Morning laughed, then stood up to go for beer.
"Yes, I would very much like a beer, thank you," she answered when he asked. "You don't talk very much," she said, looking up at me as Joe walked away.
"Keeps me out of trouble."
"Your friend, he talks very much?"
"Very much. And lies a little, too."
She laughed, soft and mocking like a muted trumpet. "All men lie to us. It doesn't matter. I think I prefer the lies to the truth. Once a sailor told me the truth, that he loved men instead of women because he couldn't help himself.
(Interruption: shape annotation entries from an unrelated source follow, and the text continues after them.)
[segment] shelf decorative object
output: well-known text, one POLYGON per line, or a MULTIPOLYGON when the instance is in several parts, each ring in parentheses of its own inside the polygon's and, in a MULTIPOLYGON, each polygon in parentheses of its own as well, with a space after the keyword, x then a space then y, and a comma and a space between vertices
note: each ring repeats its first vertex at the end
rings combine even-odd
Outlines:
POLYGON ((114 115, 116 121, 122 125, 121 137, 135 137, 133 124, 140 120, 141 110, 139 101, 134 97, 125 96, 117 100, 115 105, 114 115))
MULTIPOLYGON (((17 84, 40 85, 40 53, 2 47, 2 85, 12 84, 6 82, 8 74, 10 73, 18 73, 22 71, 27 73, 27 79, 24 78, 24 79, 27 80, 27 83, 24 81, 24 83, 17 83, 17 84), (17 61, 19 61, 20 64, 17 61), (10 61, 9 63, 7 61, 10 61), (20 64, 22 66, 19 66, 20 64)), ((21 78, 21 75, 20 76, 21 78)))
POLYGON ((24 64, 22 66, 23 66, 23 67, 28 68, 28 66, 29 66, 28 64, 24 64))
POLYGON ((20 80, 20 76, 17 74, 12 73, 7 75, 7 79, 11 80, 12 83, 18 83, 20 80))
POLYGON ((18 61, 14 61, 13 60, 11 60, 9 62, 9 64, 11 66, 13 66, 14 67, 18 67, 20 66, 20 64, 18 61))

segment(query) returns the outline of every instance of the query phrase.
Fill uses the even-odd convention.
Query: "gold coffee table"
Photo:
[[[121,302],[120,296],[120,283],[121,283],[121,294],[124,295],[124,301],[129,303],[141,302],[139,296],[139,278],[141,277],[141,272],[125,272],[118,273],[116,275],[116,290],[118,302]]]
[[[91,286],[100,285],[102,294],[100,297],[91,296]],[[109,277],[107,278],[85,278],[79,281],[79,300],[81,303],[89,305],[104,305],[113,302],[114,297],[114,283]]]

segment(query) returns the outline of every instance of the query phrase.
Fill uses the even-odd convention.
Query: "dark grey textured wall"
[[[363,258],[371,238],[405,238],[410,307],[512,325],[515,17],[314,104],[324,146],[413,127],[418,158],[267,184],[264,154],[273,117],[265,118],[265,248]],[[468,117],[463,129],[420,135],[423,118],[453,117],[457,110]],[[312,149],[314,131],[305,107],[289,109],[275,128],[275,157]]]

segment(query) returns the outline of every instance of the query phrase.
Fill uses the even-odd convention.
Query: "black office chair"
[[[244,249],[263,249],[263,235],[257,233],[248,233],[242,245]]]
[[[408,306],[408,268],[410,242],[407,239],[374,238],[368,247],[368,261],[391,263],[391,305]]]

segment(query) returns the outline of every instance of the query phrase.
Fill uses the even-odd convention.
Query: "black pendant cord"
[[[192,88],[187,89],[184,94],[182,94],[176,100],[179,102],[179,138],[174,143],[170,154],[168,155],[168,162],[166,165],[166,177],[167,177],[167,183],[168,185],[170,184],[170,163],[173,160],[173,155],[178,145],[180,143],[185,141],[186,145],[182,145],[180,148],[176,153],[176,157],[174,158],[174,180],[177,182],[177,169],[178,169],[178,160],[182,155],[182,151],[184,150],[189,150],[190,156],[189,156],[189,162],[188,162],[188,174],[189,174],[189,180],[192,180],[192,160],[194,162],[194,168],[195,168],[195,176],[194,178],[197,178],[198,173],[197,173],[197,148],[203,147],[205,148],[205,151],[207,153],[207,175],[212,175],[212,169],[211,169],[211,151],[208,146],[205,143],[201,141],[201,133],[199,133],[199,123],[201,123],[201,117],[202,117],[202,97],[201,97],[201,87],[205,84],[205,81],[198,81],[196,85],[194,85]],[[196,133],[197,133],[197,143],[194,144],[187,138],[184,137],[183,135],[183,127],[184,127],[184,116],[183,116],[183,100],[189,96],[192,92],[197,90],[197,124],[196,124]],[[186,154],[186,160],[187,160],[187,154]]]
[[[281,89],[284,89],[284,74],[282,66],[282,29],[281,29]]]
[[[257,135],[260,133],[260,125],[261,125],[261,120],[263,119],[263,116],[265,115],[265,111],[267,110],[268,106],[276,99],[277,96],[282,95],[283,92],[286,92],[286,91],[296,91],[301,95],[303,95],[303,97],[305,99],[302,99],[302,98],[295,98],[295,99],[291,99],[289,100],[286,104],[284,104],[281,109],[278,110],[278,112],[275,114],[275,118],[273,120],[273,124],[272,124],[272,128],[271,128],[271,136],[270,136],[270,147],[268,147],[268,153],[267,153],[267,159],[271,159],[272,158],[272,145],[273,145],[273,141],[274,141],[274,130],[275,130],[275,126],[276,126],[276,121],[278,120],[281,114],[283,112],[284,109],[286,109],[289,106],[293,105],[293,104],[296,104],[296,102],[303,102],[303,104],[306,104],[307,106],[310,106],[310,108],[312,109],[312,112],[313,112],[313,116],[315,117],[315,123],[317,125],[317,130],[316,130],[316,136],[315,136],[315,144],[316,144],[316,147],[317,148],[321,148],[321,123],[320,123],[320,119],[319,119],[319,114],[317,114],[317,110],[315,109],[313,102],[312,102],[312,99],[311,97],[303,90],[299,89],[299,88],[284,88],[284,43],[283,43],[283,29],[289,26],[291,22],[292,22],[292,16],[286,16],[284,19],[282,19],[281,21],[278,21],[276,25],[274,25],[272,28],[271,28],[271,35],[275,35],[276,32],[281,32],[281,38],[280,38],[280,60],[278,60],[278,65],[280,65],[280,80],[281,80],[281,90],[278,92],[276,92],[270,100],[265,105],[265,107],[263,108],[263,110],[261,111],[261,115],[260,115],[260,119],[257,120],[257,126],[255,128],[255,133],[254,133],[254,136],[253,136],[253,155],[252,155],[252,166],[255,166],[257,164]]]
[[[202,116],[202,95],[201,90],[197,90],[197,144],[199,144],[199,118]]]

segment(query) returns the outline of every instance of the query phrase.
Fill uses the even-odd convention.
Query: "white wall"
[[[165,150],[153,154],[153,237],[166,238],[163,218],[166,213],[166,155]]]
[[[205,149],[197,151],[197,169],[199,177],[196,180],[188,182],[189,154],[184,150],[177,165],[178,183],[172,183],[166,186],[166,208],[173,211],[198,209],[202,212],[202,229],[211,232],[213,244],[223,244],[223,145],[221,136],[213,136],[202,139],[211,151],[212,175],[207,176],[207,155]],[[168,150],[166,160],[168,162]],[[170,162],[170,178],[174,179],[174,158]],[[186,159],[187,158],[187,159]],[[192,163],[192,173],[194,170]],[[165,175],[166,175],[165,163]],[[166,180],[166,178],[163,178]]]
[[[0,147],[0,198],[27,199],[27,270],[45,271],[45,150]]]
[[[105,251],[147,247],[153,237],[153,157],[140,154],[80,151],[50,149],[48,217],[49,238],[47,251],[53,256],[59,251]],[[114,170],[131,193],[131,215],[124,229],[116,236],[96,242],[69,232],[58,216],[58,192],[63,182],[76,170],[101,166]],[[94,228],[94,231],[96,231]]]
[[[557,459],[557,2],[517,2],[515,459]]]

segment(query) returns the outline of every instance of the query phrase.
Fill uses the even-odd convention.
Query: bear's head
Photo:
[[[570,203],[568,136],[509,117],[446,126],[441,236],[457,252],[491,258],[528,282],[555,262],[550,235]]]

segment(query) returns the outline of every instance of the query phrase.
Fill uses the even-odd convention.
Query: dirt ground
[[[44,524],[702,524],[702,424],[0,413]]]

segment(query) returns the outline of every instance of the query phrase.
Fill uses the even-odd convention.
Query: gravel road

After that, when he couldn't make it, he cut his arms with a broken beer bottle. Yes, I better like lies, I think."
"Did he die?"
"Who? Oh, the sailor. No, he was lying about that. But he did ruin four of my dresses and nearly lost my job."
"The Golden Cave is a very famous place. I've heard about it, but I've never been there."
"You must come sometime. During the week. Never on weekend. But this is a famous place, too. It isn't as… what would you say?"